再来看pytorch的,已然少了很多,把很多公共的操作封装了起来,不足之处在于对新手不友好,不太能一下就看出意思

import torch.nn as nn
import torch.utils.model_zoo as model_zoo


__all__ = ['ResNet', 'resnet18', 'resnet34', 'resnet50', 'resnet101',
           'resnet152']


model_urls = {
    'resnet18': 'https://download.pytorch.org/models/resnet18-5c106cde.pth',
    'resnet34': 'https://download.pytorch.org/models/resnet34-333f7ec4.pth',
    'resnet50': 'https://download.pytorch.org/models/resnet50-19c8e357.pth',
    'resnet101': 'https://download.pytorch.org/models/resnet101-5d3b4d8f.pth',
    'resnet152': 'https://download.pytorch.org/models/resnet152-b121ed2d.pth',
}


def conv3x3(in_planes, out_planes, stride=1):
    """3x3 convolution with padding"""
    return nn.Conv2d(in_planes, out_planes, kernel_size=3, stride=stride,
                     padding=1, bias=False)

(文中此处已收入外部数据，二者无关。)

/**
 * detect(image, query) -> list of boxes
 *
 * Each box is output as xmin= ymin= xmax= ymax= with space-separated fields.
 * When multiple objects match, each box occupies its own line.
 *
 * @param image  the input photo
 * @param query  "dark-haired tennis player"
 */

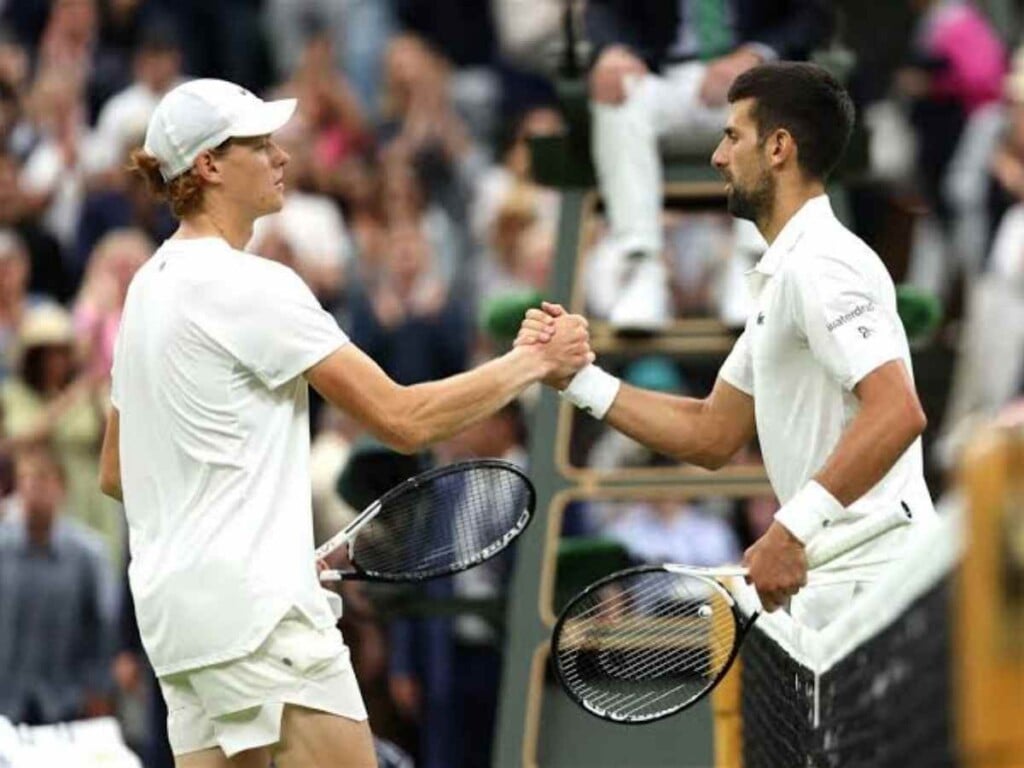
xmin=519 ymin=62 xmax=936 ymax=631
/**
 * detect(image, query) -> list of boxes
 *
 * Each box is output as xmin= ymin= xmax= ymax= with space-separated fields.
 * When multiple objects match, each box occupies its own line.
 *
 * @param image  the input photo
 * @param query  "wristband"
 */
xmin=560 ymin=364 xmax=621 ymax=419
xmin=774 ymin=480 xmax=845 ymax=544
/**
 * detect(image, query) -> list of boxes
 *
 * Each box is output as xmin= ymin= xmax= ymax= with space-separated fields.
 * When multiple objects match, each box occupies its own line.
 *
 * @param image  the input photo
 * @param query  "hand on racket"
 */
xmin=316 ymin=459 xmax=535 ymax=583
xmin=550 ymin=505 xmax=912 ymax=724
xmin=741 ymin=520 xmax=810 ymax=611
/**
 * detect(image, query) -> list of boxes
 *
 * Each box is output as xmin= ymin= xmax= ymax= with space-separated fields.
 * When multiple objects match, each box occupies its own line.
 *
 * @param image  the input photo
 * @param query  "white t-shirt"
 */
xmin=111 ymin=237 xmax=349 ymax=676
xmin=719 ymin=196 xmax=935 ymax=551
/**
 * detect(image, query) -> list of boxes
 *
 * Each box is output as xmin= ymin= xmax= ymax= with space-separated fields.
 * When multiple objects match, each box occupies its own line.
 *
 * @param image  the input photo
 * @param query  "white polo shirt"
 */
xmin=719 ymin=196 xmax=935 ymax=550
xmin=111 ymin=237 xmax=349 ymax=676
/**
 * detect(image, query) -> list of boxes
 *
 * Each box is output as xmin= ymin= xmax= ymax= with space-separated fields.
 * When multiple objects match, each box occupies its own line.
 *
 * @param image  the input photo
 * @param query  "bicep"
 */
xmin=704 ymin=376 xmax=756 ymax=455
xmin=853 ymin=359 xmax=925 ymax=419
xmin=305 ymin=345 xmax=408 ymax=446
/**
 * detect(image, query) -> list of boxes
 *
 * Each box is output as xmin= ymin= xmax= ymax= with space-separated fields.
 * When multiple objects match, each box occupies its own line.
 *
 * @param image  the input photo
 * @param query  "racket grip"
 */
xmin=805 ymin=505 xmax=912 ymax=569
xmin=319 ymin=570 xmax=342 ymax=583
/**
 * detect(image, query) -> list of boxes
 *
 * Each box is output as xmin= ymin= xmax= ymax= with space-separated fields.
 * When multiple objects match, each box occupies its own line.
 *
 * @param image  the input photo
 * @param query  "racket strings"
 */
xmin=353 ymin=465 xmax=531 ymax=579
xmin=555 ymin=570 xmax=738 ymax=721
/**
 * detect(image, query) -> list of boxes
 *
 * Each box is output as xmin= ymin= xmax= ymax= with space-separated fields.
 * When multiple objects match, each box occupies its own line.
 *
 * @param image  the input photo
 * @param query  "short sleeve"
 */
xmin=718 ymin=330 xmax=754 ymax=395
xmin=204 ymin=262 xmax=349 ymax=389
xmin=792 ymin=256 xmax=904 ymax=391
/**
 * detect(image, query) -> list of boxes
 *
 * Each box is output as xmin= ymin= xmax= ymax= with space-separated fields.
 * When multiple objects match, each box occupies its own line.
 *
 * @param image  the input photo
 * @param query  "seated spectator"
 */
xmin=0 ymin=443 xmax=116 ymax=725
xmin=1 ymin=303 xmax=121 ymax=568
xmin=583 ymin=0 xmax=832 ymax=331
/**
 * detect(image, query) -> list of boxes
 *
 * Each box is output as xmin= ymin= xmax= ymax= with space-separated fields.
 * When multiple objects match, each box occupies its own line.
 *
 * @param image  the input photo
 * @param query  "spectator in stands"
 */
xmin=0 ymin=27 xmax=31 ymax=157
xmin=250 ymin=70 xmax=362 ymax=303
xmin=72 ymin=228 xmax=151 ymax=381
xmin=472 ymin=105 xmax=562 ymax=301
xmin=895 ymin=0 xmax=1006 ymax=225
xmin=0 ymin=443 xmax=116 ymax=725
xmin=89 ymin=21 xmax=184 ymax=181
xmin=0 ymin=230 xmax=39 ymax=381
xmin=264 ymin=0 xmax=395 ymax=118
xmin=270 ymin=29 xmax=372 ymax=196
xmin=0 ymin=151 xmax=66 ymax=300
xmin=0 ymin=303 xmax=120 ymax=568
xmin=584 ymin=0 xmax=833 ymax=331
xmin=348 ymin=224 xmax=469 ymax=386
xmin=379 ymin=141 xmax=467 ymax=289
xmin=394 ymin=0 xmax=501 ymax=144
xmin=20 ymin=68 xmax=90 ymax=260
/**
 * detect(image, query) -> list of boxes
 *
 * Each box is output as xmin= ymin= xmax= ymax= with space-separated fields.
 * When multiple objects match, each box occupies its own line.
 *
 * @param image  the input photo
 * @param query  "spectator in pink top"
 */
xmin=896 ymin=0 xmax=1007 ymax=224
xmin=912 ymin=0 xmax=1006 ymax=114
xmin=72 ymin=228 xmax=151 ymax=380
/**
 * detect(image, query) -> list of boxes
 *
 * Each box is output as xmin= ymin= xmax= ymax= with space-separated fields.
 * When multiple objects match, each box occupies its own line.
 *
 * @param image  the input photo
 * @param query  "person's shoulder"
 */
xmin=229 ymin=250 xmax=305 ymax=286
xmin=797 ymin=217 xmax=881 ymax=280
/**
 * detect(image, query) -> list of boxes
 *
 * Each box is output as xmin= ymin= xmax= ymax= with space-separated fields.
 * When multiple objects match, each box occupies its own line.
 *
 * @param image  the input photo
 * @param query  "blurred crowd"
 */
xmin=0 ymin=0 xmax=1022 ymax=766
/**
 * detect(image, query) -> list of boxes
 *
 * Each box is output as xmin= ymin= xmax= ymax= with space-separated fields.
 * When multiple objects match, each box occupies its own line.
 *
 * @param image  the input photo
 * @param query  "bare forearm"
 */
xmin=604 ymin=384 xmax=729 ymax=469
xmin=815 ymin=407 xmax=923 ymax=506
xmin=395 ymin=347 xmax=546 ymax=451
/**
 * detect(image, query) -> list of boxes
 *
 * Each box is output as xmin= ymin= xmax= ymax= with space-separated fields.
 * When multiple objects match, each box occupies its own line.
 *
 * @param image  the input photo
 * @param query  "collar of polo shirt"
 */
xmin=750 ymin=195 xmax=834 ymax=277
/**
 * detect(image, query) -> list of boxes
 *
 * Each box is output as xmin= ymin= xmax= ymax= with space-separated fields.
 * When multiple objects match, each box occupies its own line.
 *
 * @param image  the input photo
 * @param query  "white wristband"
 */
xmin=774 ymin=480 xmax=845 ymax=545
xmin=560 ymin=364 xmax=621 ymax=419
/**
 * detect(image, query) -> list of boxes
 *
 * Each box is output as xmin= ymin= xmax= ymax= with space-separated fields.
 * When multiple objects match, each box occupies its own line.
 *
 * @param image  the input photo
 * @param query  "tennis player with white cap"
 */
xmin=99 ymin=79 xmax=593 ymax=767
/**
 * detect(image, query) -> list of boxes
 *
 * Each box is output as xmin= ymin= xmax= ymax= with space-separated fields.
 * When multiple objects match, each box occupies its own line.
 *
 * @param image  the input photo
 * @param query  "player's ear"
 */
xmin=765 ymin=128 xmax=794 ymax=169
xmin=193 ymin=149 xmax=223 ymax=184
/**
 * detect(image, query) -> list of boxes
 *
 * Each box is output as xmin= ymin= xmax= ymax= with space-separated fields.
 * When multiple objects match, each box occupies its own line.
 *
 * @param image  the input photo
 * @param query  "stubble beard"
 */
xmin=726 ymin=167 xmax=775 ymax=225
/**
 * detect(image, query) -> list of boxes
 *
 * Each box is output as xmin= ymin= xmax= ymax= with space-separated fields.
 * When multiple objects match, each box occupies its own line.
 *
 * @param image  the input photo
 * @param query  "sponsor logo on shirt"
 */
xmin=825 ymin=301 xmax=875 ymax=333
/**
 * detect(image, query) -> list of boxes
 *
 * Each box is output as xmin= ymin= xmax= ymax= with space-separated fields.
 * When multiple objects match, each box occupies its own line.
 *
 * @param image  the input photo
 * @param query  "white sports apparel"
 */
xmin=111 ymin=237 xmax=349 ymax=676
xmin=144 ymin=78 xmax=296 ymax=181
xmin=718 ymin=196 xmax=936 ymax=560
xmin=160 ymin=609 xmax=367 ymax=757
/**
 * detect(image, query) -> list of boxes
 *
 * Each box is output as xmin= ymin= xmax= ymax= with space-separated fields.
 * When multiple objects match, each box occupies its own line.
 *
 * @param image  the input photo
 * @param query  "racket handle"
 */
xmin=805 ymin=505 xmax=912 ymax=569
xmin=319 ymin=570 xmax=342 ymax=583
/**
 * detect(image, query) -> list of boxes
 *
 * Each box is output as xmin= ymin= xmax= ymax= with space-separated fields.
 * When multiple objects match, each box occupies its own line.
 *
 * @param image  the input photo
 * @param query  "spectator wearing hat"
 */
xmin=0 ymin=303 xmax=121 ymax=569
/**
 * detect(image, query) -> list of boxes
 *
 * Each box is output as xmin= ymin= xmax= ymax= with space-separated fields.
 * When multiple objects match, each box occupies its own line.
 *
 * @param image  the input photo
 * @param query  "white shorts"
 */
xmin=158 ymin=609 xmax=368 ymax=758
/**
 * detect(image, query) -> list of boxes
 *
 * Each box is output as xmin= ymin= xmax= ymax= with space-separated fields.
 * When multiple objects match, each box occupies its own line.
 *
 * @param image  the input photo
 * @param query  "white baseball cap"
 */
xmin=143 ymin=78 xmax=297 ymax=181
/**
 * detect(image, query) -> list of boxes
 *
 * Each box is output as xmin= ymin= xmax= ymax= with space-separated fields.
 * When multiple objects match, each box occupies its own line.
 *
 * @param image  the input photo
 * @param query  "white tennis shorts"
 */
xmin=158 ymin=609 xmax=368 ymax=758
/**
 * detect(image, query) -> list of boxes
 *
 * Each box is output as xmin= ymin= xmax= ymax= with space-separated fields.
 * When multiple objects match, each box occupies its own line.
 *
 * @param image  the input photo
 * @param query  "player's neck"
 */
xmin=176 ymin=208 xmax=254 ymax=251
xmin=760 ymin=179 xmax=827 ymax=245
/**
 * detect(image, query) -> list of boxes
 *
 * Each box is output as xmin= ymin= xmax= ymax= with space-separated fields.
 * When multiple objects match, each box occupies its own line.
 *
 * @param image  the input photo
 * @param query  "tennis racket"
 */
xmin=550 ymin=505 xmax=912 ymax=723
xmin=317 ymin=459 xmax=535 ymax=583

def conv1x1(in_planes, out_planes, stride=1):
    """1x1 convolution"""
    return nn.Conv2d(in_planes, out_planes, kernel_size=1, stride=stride, bias=False)


class BasicBlock(nn.Module):
    expansion = 1

    def __init__(self, inplanes, planes, stride=1, downsample=None):
        super(BasicBlock, self).__init__()
        self.conv1 = conv3x3(inplanes, planes, stride)
        self.bn1 = nn.BatchNorm2d(planes)
        self.relu = nn.ReLU(inplace=True)
        self.conv2 = conv3x3(planes, planes)
        self.bn2 = nn.BatchNorm2d(planes)
        self.downsample = downsample
        self.stride = stride

    def forward(self, x):
        identity = x

        out = self.conv1(x)
        out = self.bn1(out)
        out = self.relu(out)

        out = self.conv2(out)
        out = self.bn2(out)

        if self.downsample is not None:
            identity = self.downsample(x)

        out += identity
        out = self.relu(out)

        return out


class Bottleneck(nn.Module):
    expansion = 4

    def __init__(self, inplanes, planes, stride=1, downsample=None):
        super(Bottleneck, self).__init__()
        self.conv1 = conv1x1(inplanes, planes)
        self.bn1 = nn.BatchNorm2d(planes)
        self.conv2 = conv3x3(planes, planes, stride)
        self.bn2 = nn.BatchNorm2d(planes)
        self.conv3 = conv1x1(planes, planes * self.expansion)
        self.bn3 = nn.BatchNorm2d(planes * self.expansion)
        self.relu = nn.ReLU(inplace=True)
        self.downsample = downsample
        self.stride = stride

    def forward(self, x):
        identity = x

        out = self.conv1(x)
        out = self.bn1(out)
        out = self.relu(out)

        out = self.conv2(out)
        out = self.bn2(out)
        out = self.relu(out)

        out = self.conv3(out)
        out = self.bn3(out)

        if self.downsample is not None:
            identity = self.downsample(x)

        out += identity
        out = self.relu(out)

        return out


class ResNet(nn.Module):

    def __init__(self, block, layers, num_classes=1000, zero_init_residual=False):
        super(ResNet, self).__init__()
        self.inplanes = 64
        self.conv1 = nn.Conv2d(3, 64, kernel_size=7, stride=2, padding=3,
                               bias=False)
        self.bn1 = nn.BatchNorm2d(64)
        self.relu = nn.ReLU(inplace=True)
        self.maxpool = nn.MaxPool2d(kernel_size=3, stride=2, padding=1)
        self.layer1 = self._make_layer(block, 64, layers[0])
        self.layer2 = self._make_layer(block, 128, layers[1], stride=2)
        self.layer3 = self._make_layer(block, 256, layers[2], stride=2)
        self.layer4 = self._make_layer(block, 512, layers[3], stride=2)
        self.avgpool = nn.AdaptiveAvgPool2d((1, 1))
        self.fc = nn.Linear(512 * block.expansion, num_classes)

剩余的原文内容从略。